La moitié du monde veut attaquer l'autre moitié et la guerre qui prend aujourd'hui le nom de guerre froide est la sempiternelle guerre de toujours. L'ennui ce serait qu'on nous agresse et qu'on démantibule la table sur laquelle, noblement accoudés, nous écrivons, lisons et pensons. Dans cette agression des uns contre les autres même notre maison est sans dessus dessous et on la retrouve un jour à des milliers de kilomètres de là où elle était.

Les forces du monde ont augmenté et la loi veut que les unes soient toujours négatives et les autres positives, en une perpétuelle alternance, sans accord possible, sans qu'elles se confondent désastreusement. Stabiliser ces forces a été l'un des prodiges du passé, peut-être parce qu'elles n'avaient pas atteint le voltage d'aujourd'hui. Nous qui sommes nés avec assez d'humour, nous savons nous maintenir au milieu des deux courants, sans que l'inquiétude et la crainte soient trop pénibles. Nous gagnons des jours, des nuits, parfois des matins et grâce à nos blagues nous pouvons entretenir des correspondances superflues et constantes comme celle-ci.

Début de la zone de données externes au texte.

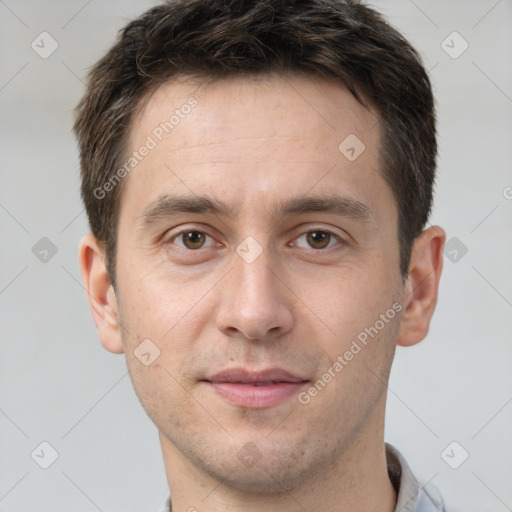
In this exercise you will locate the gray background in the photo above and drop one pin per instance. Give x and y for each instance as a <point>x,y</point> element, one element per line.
<point>58,385</point>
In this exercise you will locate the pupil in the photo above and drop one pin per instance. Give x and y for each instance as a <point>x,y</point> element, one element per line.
<point>318,239</point>
<point>194,238</point>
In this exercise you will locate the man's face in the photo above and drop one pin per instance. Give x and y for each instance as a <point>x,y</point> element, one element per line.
<point>269,282</point>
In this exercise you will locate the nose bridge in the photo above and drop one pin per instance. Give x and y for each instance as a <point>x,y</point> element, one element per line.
<point>253,303</point>
<point>253,276</point>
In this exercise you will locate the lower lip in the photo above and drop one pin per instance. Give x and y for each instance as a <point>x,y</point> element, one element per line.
<point>257,397</point>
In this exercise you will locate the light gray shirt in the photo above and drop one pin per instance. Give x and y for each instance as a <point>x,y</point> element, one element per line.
<point>410,496</point>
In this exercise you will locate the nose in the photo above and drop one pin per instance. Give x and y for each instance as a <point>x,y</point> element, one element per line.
<point>254,302</point>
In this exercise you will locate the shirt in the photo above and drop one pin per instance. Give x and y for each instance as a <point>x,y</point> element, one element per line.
<point>410,496</point>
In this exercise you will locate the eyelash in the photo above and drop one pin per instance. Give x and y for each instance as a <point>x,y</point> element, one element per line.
<point>339,240</point>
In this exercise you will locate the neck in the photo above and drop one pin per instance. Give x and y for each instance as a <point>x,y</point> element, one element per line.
<point>357,480</point>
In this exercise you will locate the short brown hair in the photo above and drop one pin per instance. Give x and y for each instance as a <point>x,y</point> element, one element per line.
<point>333,39</point>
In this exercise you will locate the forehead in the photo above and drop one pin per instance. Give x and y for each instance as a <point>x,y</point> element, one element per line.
<point>253,138</point>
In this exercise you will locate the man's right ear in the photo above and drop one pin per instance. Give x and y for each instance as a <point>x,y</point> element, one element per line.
<point>100,293</point>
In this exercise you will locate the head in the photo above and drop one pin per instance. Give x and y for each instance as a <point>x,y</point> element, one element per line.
<point>257,177</point>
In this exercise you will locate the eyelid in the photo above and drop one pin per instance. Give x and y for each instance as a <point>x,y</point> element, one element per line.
<point>339,238</point>
<point>174,236</point>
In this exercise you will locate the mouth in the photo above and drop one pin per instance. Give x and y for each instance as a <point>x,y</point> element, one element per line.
<point>256,390</point>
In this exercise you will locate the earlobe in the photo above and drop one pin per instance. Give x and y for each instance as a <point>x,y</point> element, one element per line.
<point>422,285</point>
<point>100,293</point>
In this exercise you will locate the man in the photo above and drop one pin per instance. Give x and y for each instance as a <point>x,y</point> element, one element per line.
<point>258,176</point>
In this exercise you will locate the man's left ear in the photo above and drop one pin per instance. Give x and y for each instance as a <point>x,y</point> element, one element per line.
<point>422,285</point>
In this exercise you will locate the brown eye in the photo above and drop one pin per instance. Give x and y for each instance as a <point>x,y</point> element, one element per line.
<point>191,239</point>
<point>318,239</point>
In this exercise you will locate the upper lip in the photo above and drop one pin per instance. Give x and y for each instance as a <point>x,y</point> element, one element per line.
<point>243,376</point>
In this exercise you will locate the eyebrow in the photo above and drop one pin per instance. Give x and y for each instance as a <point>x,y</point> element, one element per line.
<point>167,206</point>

Parce que nous pouvons dire ce que nous voulons nous damons le pion aux bornés et aux fanatiques. Au coeur de la violence il est beau de prononcer la phrase inouïe. Aujourd'hui, et sous l'enveloppe de cette lettre, nous passons au travers du feu criminel et je peux te dire qu'il y a des larmes qui sont des vers blancs et que le mouchoir est le linceul du nez.

Voler au faire le non-faire est l'un des charmes de la vie et les tasses qui ne servent pas sont plus heureuses que nous précisément parce qu'elles sont et ne servent pas. Tout est dans l'erreur et Dieu sourit à celui qui a l'habileté de ne pas se laisser prendre aux bobards et aux soucis, en profitant de ces moments neutres où il contemple les heures libres de devoir, sans ployer sous le fardeau d'aucune pensée solennelle. On veut nous enlever cette faculté d'enfants de Dieu d'affronter la tristesse et ce qui semble n'avoir aucun sens, comme les fleuves des draps qui vont se jeter dans la mer ou la tortue qui ne joue pas au violon. Pas de plus grand bonheur que de penser ce qu'on veut au lieu de penser ce que les autres veulent.

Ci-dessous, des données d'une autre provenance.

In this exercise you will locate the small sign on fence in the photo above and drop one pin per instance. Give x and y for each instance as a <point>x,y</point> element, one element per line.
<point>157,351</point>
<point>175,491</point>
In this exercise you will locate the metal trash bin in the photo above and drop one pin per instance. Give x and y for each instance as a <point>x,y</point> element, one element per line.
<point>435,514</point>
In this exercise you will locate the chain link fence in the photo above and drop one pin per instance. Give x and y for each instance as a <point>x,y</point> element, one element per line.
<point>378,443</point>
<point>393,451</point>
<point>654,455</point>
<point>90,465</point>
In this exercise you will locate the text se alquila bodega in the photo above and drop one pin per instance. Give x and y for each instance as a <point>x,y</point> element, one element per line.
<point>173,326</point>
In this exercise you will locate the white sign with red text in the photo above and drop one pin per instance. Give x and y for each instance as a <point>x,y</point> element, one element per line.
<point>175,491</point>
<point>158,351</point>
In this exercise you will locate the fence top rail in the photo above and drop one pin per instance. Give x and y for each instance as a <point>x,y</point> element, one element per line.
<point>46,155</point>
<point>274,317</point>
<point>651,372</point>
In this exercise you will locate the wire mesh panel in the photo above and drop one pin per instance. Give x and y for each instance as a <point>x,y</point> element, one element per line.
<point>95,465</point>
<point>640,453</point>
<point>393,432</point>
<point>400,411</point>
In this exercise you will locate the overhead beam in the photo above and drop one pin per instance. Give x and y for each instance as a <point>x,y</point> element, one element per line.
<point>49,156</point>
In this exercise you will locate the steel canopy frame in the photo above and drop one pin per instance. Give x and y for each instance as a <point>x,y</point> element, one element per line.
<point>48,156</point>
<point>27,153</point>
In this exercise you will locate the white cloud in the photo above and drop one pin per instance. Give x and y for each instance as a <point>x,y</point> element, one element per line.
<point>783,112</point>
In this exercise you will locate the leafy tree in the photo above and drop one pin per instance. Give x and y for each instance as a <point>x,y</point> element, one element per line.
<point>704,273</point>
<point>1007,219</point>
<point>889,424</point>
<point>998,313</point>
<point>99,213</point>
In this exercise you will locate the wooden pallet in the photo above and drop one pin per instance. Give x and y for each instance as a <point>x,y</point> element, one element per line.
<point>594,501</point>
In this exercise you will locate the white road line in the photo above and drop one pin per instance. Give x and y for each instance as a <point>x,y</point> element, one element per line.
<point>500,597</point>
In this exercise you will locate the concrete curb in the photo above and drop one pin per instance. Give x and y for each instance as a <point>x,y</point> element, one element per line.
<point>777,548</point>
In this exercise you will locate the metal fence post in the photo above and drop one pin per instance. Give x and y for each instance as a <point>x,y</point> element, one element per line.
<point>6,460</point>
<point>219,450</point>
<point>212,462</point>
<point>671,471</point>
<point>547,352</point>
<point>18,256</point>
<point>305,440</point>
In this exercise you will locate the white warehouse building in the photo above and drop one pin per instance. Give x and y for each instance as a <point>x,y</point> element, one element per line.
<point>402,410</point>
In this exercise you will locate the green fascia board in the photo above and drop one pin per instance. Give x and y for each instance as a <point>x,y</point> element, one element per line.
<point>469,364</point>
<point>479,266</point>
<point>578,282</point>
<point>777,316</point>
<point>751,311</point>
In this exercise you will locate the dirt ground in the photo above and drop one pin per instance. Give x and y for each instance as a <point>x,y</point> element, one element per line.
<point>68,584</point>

Nous profitons de l'absence de censure sur la correspondance pour dire l'indicible qui n'est pas ce qu'il est interdit de dire mais ce qui se satisfait de son inconscience, comme, par exemple, dire que les gilets avalent leurs boutons - ils ne les perdent pas - et que dans les couloirs on entend le bruit de l'obscurité qui fait craquer ses doigts.

Une lettre, tu le comprends très bien, ne rivalise avec rien et c'est pourquoi elle peut donner forme au rien, parler du rien, diriger l'escarmouche de la chiquenaude, embrouiller les ongles, mélanger les veinules du cerveau et les coiffer la raie au milieu, calomnier le couteau, soutenir que le compteur électrique est fou.

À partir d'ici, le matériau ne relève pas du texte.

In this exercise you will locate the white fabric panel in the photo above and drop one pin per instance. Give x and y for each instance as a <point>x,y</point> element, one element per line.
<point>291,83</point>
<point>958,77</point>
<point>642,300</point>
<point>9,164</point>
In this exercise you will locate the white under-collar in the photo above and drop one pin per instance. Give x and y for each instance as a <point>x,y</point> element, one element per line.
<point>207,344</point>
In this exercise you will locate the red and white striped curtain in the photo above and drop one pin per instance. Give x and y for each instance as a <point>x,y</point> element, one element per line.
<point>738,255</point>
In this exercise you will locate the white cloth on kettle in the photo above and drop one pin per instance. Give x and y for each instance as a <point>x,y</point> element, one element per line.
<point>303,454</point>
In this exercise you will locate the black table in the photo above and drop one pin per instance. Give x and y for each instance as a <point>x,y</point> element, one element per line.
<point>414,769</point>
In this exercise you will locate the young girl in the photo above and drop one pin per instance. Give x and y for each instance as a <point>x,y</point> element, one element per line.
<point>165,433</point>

Ni fièvre, ni nominations, ni histoires d'enfants, mais tout simplement te dire que le papier hygiénique qui a ses propres télégrammes, même de l'étranger, annonce que la bourse invisible ruine le monde.

Je t'embrasse,

Ramon.

Ramon Gomez de la Serna, Lettres à moi-même / extrait, dans: Lettres aux hirondelles et à moi-même (André Dimanche, 2006)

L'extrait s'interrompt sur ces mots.